F365 Says: Walcott walking the Arsenal plank again

Matt Stead

“He looks back to a very good shape. I felt it took him some time to come back to his real level,” said Arsene Wenger in midweek, damning Theo Walcott with the faintest praise possible. Thirteen games into Arsenal’s season, it is difficult to decipher their “real level”; thirteen seasons into Walcott’s career, the search goes on.

In a side of fringe players and youngsters, none really impressed for Arsenal in Serbia. Francis Coquelin was ineffective, his inclusion the equivalent of taking out travel insurance with no intention of going on holiday. Olivier Giroud showed all the close control and deftness of touch of an elephant wearing boxing gloves until the winning goal. Jack Wilshere tried his utmost to drag something from a drab game. It has to be said that the standard set by Red Star was hardly conducive to flowing football.

But then nor was Wenger’s system. The Frenchman is perfectly justified in using the Europa League as a testing ground for Arsenal’s emerging talents. Ainsley Maitland-Niles, Reiss Nelson, Joe Willock and a bench with an average age of 19 years and six months will find such experiences invaluable. It is the way the manager uses them that is the problem.

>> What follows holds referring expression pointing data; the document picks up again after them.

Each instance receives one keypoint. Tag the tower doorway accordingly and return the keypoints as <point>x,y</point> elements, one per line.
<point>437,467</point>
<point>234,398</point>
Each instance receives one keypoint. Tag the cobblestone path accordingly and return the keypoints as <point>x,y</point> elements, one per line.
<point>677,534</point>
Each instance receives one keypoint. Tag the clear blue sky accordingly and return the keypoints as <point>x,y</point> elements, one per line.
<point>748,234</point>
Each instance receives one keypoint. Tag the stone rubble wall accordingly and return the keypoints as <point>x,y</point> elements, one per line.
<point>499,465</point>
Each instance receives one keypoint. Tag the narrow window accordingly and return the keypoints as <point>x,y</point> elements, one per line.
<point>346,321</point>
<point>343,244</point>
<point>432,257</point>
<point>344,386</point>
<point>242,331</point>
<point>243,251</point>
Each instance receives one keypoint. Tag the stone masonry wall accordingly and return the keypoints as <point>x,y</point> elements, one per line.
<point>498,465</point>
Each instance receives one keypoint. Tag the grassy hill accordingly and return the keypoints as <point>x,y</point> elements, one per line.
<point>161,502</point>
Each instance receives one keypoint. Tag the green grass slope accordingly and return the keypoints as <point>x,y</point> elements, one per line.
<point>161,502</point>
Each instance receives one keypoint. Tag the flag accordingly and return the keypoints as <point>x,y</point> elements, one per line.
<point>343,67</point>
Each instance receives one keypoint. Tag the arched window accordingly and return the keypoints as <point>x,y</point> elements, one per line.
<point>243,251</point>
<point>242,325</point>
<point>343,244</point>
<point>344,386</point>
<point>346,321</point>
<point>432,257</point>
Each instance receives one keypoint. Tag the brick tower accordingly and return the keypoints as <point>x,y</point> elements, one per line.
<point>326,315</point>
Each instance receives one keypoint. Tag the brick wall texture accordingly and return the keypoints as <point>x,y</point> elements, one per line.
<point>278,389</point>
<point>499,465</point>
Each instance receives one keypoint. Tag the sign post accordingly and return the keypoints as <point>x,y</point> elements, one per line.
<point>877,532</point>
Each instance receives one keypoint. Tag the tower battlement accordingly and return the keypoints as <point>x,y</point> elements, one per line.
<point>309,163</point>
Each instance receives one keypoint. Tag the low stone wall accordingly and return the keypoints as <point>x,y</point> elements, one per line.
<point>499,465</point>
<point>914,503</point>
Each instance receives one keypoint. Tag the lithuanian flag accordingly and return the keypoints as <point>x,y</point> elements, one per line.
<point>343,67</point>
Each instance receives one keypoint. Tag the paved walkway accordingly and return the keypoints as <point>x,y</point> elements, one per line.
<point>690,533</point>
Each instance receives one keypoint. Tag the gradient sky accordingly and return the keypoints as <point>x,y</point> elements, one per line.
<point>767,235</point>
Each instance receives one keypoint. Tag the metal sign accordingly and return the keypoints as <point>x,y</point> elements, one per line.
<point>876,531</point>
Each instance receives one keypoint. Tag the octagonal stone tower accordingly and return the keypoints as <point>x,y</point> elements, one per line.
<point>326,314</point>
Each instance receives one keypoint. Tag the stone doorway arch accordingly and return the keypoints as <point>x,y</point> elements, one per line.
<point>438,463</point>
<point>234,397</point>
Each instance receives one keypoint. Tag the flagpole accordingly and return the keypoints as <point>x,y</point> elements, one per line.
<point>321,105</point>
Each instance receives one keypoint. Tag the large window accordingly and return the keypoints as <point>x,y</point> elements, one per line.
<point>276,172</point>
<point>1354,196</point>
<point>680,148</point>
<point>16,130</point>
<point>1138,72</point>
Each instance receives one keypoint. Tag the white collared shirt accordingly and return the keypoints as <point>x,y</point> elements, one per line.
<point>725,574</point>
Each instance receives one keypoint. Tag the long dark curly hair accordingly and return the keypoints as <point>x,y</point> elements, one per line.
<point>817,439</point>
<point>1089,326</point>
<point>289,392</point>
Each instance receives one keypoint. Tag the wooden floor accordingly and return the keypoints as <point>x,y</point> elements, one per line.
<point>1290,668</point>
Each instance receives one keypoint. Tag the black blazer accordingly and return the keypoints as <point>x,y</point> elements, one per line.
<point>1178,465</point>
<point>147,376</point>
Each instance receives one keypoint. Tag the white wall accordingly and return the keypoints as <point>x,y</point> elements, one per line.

Maitland-Niles and Nelson are no wing-backs; Mohamed Elneny is no centre-half; Willock was sentenced to an underwhelming display after being partnered with Coquelin in central midfield. With Mathieu Debuchy at the heart of the defence and Walcott playing from the start, most of the visiting players were used out of their normal positions.

The consequence was a disjointed, disinterested display in which only two players completed more than 90% of their passes. The breakthrough only came when, after 85 minutes of slow, plodding, error-strewn build-up play, Wilshere stepped up into second gear and interrupted the deep sleep of the Red Star defence. In 90 minutes, it was the one moment of brilliance.

Walcott played an important role in Giroud’s goal, but that was simply temporarily masking the stench of an otherwise abject performance. The 28-year-old miscued more times than a drunk snooker player, snatching at shots and misplacing passes.

One would suggest the forward is in the last chance saloon but, in truth, he has had a seat reserved there for years. The Europa League and Carabao Cup both provide an opportunity for first-team football, but the path to meaningful minutes in the Premier League is blocked; his last league start was in April.

Games such as these against Red Star are opportunities Walcott must seize, but time and time again he is allowing them to slip through his grasp. “This is his chance; he is focused, determined, hungry and is always in the squad,” said Wenger in September, and the manager was not wrong; Walcott is one of only two players to have been named in all of Arsenal’s matchday squads in all competitions this season.

But the fact remains that the forward has started as many games for Arsenal this campaign as Alex Oxlade-Chamberlain (4). Wenger is massaging the ego of the club’s longest-serving player expertly in public, but the truth is plain to see: Walcott’s “real level” is a few steps below what Arsenal require.